Vertex is the main unit of work in a Jet computation. Conceptually, it
receives input from its inbound edges and emits data to its outbound
edges. Practically, it is a number of Processor
instances which
receive each of its own part of the full stream traveling over the inbound
edges, and likewise emits its own part of the full stream going down
the outbound edges.
Edge Ordinal
An edge is connected to a vertex with a given ordinal, which identifies it to the vertex and its processors. When a processor receives an item, it knows the ordinal of the edge on which the item came in. Things are similar on the outbound side: the processor emits an item to a given ordinal, but also has the option to emit the same item to all ordinals. This is the most typical case and allows easy replication of a data stream across several edges.
In the DAG-building API the default value of the ordinal is 0. There must be no gaps in ordinal assignment, which means a vertex will have inbound edges with ordinals 0..N and outbound edges with ordinals 0..M.
Source and Sink
Jet uses only one kind of vertex, but in practice there is an important distinction between the following:
- internal vertex which accepts input and transforms it into output,
- source vertex which generates output without receiving anything,
- sink vertex which consumes input and does not emit anything.

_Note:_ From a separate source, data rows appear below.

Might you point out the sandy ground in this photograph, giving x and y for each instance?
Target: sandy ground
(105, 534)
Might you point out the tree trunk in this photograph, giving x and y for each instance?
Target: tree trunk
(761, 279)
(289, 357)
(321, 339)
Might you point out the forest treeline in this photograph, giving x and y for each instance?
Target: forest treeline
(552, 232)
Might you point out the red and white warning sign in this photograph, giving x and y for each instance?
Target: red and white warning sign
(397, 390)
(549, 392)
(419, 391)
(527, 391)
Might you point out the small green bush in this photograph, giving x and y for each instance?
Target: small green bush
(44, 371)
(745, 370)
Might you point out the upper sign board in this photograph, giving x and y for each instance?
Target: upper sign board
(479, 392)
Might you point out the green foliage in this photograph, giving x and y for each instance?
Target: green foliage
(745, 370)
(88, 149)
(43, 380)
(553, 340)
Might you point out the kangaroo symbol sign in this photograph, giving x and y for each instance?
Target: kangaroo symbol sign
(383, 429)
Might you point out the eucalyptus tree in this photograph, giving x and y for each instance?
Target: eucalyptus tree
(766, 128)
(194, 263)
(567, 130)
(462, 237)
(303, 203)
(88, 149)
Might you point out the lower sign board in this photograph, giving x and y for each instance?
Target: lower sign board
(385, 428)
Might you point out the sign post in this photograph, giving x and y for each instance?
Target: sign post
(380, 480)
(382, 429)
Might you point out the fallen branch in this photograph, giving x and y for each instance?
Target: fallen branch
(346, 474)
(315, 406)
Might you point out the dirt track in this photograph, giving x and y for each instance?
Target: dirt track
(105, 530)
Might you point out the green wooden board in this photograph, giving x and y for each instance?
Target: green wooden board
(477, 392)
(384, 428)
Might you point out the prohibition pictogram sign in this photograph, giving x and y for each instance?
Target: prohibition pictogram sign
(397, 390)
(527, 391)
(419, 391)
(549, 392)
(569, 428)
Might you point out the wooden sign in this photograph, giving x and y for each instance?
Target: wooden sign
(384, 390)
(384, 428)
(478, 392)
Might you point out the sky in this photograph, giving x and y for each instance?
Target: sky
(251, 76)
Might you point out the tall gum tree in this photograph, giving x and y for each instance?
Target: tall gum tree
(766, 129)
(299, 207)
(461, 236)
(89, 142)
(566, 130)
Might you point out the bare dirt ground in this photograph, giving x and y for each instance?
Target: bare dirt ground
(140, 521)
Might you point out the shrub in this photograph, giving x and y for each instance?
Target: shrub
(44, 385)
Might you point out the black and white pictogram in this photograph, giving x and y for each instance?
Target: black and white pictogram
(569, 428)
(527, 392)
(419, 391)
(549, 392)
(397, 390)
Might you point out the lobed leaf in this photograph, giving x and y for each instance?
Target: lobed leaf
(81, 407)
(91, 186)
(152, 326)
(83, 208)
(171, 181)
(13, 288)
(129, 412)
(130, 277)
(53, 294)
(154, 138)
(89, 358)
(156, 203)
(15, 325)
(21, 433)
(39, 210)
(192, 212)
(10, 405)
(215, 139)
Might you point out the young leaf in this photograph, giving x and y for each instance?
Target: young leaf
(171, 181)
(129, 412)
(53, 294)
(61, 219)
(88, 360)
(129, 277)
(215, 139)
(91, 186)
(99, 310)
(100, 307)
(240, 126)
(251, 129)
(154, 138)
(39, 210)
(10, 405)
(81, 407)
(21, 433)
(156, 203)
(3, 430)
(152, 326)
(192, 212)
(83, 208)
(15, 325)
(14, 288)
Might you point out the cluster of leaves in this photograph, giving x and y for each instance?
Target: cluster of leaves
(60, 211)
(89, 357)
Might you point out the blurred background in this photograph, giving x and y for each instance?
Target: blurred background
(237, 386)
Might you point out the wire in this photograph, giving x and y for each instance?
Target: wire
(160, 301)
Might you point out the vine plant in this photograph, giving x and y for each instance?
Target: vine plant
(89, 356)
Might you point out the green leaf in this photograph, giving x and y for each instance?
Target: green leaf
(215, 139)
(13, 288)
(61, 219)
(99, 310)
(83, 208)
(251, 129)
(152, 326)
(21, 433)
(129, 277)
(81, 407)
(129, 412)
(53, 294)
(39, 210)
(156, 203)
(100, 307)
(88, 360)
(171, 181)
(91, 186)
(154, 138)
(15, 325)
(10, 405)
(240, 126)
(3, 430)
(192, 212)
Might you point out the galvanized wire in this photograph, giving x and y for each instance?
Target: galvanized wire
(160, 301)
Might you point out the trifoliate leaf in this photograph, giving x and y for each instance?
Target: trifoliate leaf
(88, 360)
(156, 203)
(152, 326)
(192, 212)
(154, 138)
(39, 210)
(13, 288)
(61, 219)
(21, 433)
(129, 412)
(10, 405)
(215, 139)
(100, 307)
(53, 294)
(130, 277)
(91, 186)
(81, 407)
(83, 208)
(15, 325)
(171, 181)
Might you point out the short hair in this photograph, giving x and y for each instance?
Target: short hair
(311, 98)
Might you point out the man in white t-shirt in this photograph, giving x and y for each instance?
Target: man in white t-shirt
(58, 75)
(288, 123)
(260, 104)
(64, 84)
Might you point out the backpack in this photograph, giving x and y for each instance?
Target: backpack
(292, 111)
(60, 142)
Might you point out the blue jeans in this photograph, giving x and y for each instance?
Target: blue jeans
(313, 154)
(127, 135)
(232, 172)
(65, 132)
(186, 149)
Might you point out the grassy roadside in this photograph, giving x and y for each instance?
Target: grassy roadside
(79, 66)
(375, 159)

Sources and sinks must interact with the environment to store/load data, making their implementation more involved compared to the internal vertices, whose logic is self-contained.
Local and Global Parallelism
The vertex is implemented by one or more instances of Processor
on
each member. Each vertex can specify how many of its processors will run
per cluster member using the localParallelism
property; every member
will have the same number of processors. A new Vertex
instance has
this property set to -1
, which requests to use the default value equal
to the configured size of the cooperative thread pool. The latter
defaults to Runtime.availableProcessors()
.
The global parallelism of the vertex is also an important value, especially in terms of the distribution of partitions among processors. It is equal to local parallelism multiplied by the cluster size.